Se lo agradeció con un beso, uno suave, casi imperceptible, único. Lentamente se lo iban comiendo, mientras subían la calle Alcalá, hablando de todo y nada a la vez, el tema no era importante, lo importante eran ellos, que ellos estaban allí. Empezaba a atardecer, el Sol empezaba a esconderse entre los edificios de Madrid.
-          Venga date prisa en acabarte eso y anda más rápido que empieza a atardecer y ya es hora de la siguiente parada.
-          ¿Cuál es?
-          Deja de hacer preguntas y anda.
Se dirigían a paso ágil hacia el Círculo de Bellas Artes, de la mano, dispuestos a poner Madrid a sus pies, a observar al resto de la ciudad con desprecio, viendo como todo bajo sus pies se quedaba algo más pequeño.
-          Dos entradas para el ático por favor.- Se dirigió a la chica que estaba tras el mostrador, algo rellenita pero muy agradable, transmitía tranquilidad ¿Cuántas parejas igual que ellos habrá visto?
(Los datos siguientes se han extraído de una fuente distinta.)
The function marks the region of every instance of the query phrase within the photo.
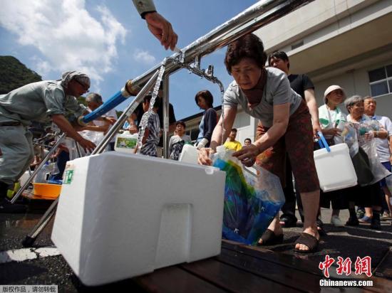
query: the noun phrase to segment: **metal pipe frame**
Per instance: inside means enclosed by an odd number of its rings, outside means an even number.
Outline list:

Cientos seguro, cientos de parejas con esa misma ilusión brillando en los ojos.
-          No me lo puedo creer…
-          Espérate a subir.
Y desde ahí arriba, desde uno de los sitios más bonitos de Madrid, al atardecer, mientras los edificios devoraban al Sol, mientras esos últimos rayos de luz iluminaban su rostro, cada una de sus facciones, resaltando el brillo de su mirada, y su sonrisa, puede que esa sonrisa haya sido la más bonita que haya visto jamás, tan sincera, tan resplandeciente, se la veía feliz, realmente feliz.
-          Es increíble, precioso, me encanta, muchas gracias.
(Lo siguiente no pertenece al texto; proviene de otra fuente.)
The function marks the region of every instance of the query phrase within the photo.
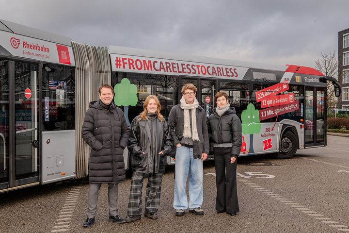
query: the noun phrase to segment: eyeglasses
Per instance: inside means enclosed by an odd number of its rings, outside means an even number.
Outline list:
[[[191,92],[186,92],[185,93],[184,93],[184,95],[185,95],[187,96],[192,96],[193,95],[195,95],[195,92],[193,92],[192,91]]]

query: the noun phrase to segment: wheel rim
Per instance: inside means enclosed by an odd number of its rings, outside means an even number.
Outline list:
[[[288,153],[292,150],[292,141],[288,137],[284,137],[281,141],[281,151],[284,153]]]

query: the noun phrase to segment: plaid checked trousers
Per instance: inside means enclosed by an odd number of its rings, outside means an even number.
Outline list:
[[[127,215],[139,215],[142,212],[142,189],[145,173],[133,172],[131,182]],[[149,174],[145,189],[145,212],[158,213],[162,173]]]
-          No tienes que darlas, te mereces esto y más.
Ella no respondió con palabras si no con besos, y más besos, mientras abrazados observaban la belleza de un Madrid iluminado entre la oscuridad de la noche, la inmensidad de la Calla Alcalá, la diosa Cibeles, el ángel que encumbraba el Metrópolis, todo ello a sus pies.
Desde lo más alto no veían más allá de sus miradas, ella era el Sol y la Luna que lo ilumina todo cada día, con su belleza, dejando apenas que se insinúen las cosas, él apenas aspiraba a ser una estrella en el firmamento.’
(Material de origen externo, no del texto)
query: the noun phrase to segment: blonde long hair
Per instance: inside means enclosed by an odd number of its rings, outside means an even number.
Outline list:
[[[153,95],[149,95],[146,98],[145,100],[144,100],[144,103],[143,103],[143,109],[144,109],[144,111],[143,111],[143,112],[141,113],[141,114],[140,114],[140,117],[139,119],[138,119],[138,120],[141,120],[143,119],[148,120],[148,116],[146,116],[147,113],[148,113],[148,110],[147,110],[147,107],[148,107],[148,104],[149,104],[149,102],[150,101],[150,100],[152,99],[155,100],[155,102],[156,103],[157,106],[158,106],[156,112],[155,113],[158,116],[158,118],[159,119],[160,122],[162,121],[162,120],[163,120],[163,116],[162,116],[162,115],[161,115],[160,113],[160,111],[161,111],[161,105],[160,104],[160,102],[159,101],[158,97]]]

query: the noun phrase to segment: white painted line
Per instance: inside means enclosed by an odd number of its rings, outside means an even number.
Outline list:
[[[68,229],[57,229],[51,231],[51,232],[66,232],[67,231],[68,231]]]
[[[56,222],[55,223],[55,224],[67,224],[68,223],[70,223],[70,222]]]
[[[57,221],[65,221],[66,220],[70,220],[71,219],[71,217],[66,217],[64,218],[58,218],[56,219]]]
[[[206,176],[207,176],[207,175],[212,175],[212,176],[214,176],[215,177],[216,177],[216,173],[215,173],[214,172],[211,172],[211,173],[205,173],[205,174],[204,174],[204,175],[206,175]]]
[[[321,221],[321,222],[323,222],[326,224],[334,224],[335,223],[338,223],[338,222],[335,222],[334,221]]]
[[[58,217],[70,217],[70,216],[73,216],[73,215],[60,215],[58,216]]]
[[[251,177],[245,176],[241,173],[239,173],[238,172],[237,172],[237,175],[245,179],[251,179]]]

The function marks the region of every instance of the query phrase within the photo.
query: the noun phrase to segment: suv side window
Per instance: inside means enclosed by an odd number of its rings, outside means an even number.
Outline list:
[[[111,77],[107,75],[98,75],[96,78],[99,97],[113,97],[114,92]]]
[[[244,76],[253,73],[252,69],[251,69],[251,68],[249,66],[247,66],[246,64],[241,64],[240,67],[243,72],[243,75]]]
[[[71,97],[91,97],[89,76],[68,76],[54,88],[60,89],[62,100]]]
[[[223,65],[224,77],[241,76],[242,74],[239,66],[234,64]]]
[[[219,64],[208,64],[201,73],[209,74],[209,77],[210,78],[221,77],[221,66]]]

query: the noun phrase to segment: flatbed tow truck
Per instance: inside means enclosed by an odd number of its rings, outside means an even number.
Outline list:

Pero tan rápido como ascendieron comenzaron la caída, caída libre y directa a la nada, y las sonrisas se fueron torciendo, los sentimientos se fueron apagando, y las mariposas se fueron quemando, lentamente una a una murieron, y donde antes solo había felicidad y deseo, empezaron las dudas y la desgana, las mentiras y los engaños. Y es que fue tan rápido el ascenso hacia el cielo que perdieron la perspectiva de lo que había bajo sus pies, perdieron la vista de la realidad inmersos en su propia realidad, en la realidad de sus sabanas; y cuando se pararon a pensar todo había sido tan rápido, tan desbocado, tan vertiginoso que perdieron la ilusión y las dudas empezaron a surgir entre los recovecos de ese convencimiento más anhelado que real.
Y entre una tristeza palpable se dijeron adiós, sin querer abandonarse el uno al otro, pero sabiendo que no había más remedio, la ilusión se había cambiado por dolor, las ganas en desgana y las sonrisas por inmensos vacíos.
Donde había miradas cómplices solo quedaron miradas evasivas que sin querer recordaban lo que vivieron, caricias que erizaban la piel desencadenando un tumulto de sensaciones, gestos que sin decir nada lo decían todo, silencios que hablaban a gritos y respiraciones nostálgicas, mientras el alma se desgarraba anhelante, pero hay momentos en los que la razón debe prevalecer, donde mantener la cordura es primordial por el bien, por su bien.
Y es que aun me sigue hablando y se me encoge el alma, aun me habla y se me derrumba el mundo, y la nostalgia me invade, los recuerdos me asolan, y sin quererlo la siento a mi lado, la huelo, la toco, me besa, nos besamos, un beso leve, apenas un breve roce de labios, y de repente se desvanece entre la nada, entre la niebla. Y mi piel se eriza, mis sentidos la siguen anhelando, puede que jamás dejasen de anhelarla desde el primer día.